Navea and Tirean are 48 and 49 years old Cambodians. He has a small shop. She has a laundry service. They have three boys. The youngest two (9 and 18) are still studying; the eldest (22) is married. They became grandparents beginning of 2016.
Under normal circumstances, they would probably never have been together. They were born and lived in different provinces of Cambodia. They met in 1993 at a vocational training center for people with disabilities in Phnom Penh. They were both victims of antipersonnel landmines in the 1980s.
One day in 1986, Tirean, 19 at this time, was walking with some friends. He stepped on an antipersonnel mine. One of his friends died in the explosion and Tirean’s left leg had to be amputated. That same year, around 200 km away, Navea, 18, set out with some neighbours to gather bamboo. The same thing happened: she stepped on a landmine and had to be amputated.

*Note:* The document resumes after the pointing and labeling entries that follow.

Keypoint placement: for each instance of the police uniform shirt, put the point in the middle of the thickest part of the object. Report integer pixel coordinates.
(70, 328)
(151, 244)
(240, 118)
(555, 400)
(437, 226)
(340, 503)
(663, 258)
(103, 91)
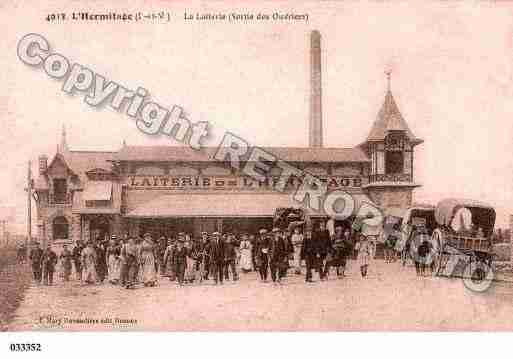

“Initially, I thought I would not be able to walk any more. But the doctors at the hospital in Phnom Penh, where I was being treated, took me under their wing. It was because of them that I could receive prosthesis! It took me three months to learn how to use it. My husband took less time, but now he prefers to use a crutch, while I still wear it and walk faster than someone with both his legs.”
Navea wears out her prosthesis quickly. Tirean laughs about it: “Yeah, you even sleep with your prosthesis on!” He adds: “I use my prosthesis more when we go out, to go to the market for example. […] Yes, I can say that we are happy.”
They both frequent Handicap International rehabilitation center in Kompong Cham.